The derby by a dozen or more companies — Hyundai and GM, and Stellantis, Mercedes, Audi, you name it — to launch a "flying car" has not really involved anything you'd call a "car" that could fly. Instead, they are pursuing electric vertical takeoff and landing aircraft (eVTOL) that could taxi paying passengers from point A to point B, after which those folks would need to catch an Uber or something. But recently, a machine called AirCar actually performed both tasks implied by that name — flying between two airports in Slovakia, then transmogrifying into a road car and driving off.
It's best just to show you, in this video above that was posted yesterday.
The AirCar prototype is built by a Slovakian company, Klein Vision, which launched the vehicle from Nitra and landed 35 minutes later in Bratislava. Then, the eponymous inventor and pilot Stefan Klein folded the aircraft's wings and tucked its tail, a transition that takes about three minutes. And poof, it's a car.
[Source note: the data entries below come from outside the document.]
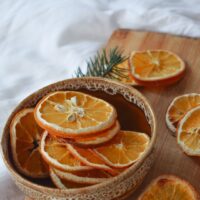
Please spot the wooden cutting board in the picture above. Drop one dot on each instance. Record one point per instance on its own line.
(169, 158)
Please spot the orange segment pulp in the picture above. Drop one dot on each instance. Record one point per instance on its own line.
(124, 149)
(70, 114)
(179, 107)
(97, 139)
(55, 152)
(188, 132)
(156, 67)
(168, 187)
(25, 136)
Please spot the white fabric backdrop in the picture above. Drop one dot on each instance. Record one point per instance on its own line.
(42, 41)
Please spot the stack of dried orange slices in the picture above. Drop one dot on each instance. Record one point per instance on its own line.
(183, 118)
(74, 137)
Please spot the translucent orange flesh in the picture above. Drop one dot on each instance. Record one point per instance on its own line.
(28, 135)
(125, 148)
(58, 108)
(155, 64)
(181, 107)
(57, 149)
(190, 133)
(167, 189)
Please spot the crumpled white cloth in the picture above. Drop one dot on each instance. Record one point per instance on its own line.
(43, 41)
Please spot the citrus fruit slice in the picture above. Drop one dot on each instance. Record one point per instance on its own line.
(124, 149)
(55, 152)
(93, 176)
(179, 107)
(25, 136)
(188, 132)
(88, 157)
(70, 114)
(64, 184)
(156, 67)
(169, 187)
(97, 139)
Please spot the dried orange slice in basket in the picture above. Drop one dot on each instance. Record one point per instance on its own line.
(188, 132)
(91, 177)
(124, 149)
(96, 139)
(169, 187)
(156, 67)
(64, 184)
(179, 107)
(55, 152)
(71, 114)
(25, 136)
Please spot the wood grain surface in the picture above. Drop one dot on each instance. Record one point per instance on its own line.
(169, 157)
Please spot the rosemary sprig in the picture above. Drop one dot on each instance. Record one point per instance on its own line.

Which actually drove off, to the applause of a throng of well-wishers.
Klein is said to have been working on a series of prototypes for 30 years, and has racked up 40 air hours. This was the craft's 142nd landing, but its first inter-city flight. During its time in the air, the craft cruised at around 90 knots (105 mph). Klein said it has flown to 8,200 feet and has made 45-degree banking turns during testing, though it did nothing flashy on this outing. It's powered by a 160-horsepower BMW engine and a simple fixed-pitch propeller. Like many small aircraft these days, it also has a ballistic parachute, just in case.
Klein says next up is a 300-horsepower model with a variable-pitch propeller. He says it will be capable of cruising at 160 knots to a range of over 600 miles, will achieve full commuter certification from European aviation regulators and will also be street-legal.
The challenge there, as always in achieving the "flying car" dream, is to balance the needs of an aircraft, not the least of which is lightness, with what it takes to be certified as roadworthy, particularly safety equipment and crashworthiness that can add a weight penalty. In the video, the AirCar prototype certainly looks like a car — a heavy car even — when it's airborne. Compare it to the chase planes alongside it. Although it is kind of cute how the rear wheels keep spinning when it's up there.
Also, like any small plane, the AirCar needs a runway to take off and land. The eVTOL approach being taken by the major players eliminates the challenges of being an automobile, or of being limited to runways. At least one startup, Terrafugia in Boston, however, has also spent years pursing the air-car twofer. Its vehicle, the Terrafugia Transition, earned an FAA light-sport airworthiness certification earlier this year.